I don't know if this is related, but I noticed that the debugger cannot step
into any library functions. For example, I tried stepping into strncpy, and the
debugger stepped over the function call. I switched to assembly instruction
stepping mode, then when I stepped into strncpy I received the message
"No source available for strncpy@plt". I continued single stepping and was
able to step through all the assembly code for strncpy. I then instruction
single stepped into uuid_compare, and I was able to single step without issue
until I got to the following instruction:
bx r12
When this instruction is called, r12 is 0. I'm a little confused why this library
function call is failing in this manner (when all the input parameters to
uuid_compare are valid), and I'm not sure why I can't source step through
any library functions. If anyone has any suggestions on either issue, please
let me know.

It seems you are using thumb1 ISA, and usually, there is some sort of veneer
code to switch from arm mode to thumb mode which might employ this kind
of indirect jumps perhaps in e2fsprogs recipe, you can add
INHIBIT_PACKAGE_STRIP = "1" temporarily and load the image, perhaps that
can give you better debugging experience, but it seems there is a code-gen
bug as it seems.
Thanks for the suggestions. I tried these suggestions and it didn't help. I replaced all the uuid_compare calls in my code and I was able to do some debugging. But then I started having other odd problems with SIGABRT and SIGSEGV errors at points that normally work.

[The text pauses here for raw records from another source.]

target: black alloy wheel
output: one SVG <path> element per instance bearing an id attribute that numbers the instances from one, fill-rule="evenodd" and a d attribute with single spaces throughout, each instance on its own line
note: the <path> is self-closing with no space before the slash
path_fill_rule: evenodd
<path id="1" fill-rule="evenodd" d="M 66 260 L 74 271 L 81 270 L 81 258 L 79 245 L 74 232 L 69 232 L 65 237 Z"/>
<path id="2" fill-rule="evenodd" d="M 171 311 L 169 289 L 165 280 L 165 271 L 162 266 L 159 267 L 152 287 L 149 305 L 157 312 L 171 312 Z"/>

I then merged in some code from another developer which is using an older SDK. I wasn't able to build any more and determined the makefiles and configure needed updated (autotools based program). A simple autoreconf didn't fix it; I had to invoke aclocal, autoconf, automake and then autoreconf. After all these changes, I can now debug my application without it crashing. The uuid_compare calls are working just fine and I've been able to run the debugger and set breakpoints in many parts of my code. I don't fully understand why it was the issue, but it appears I needed to do a more in-depth autotools reconfiguration for debugging to work with my copy of the SDK.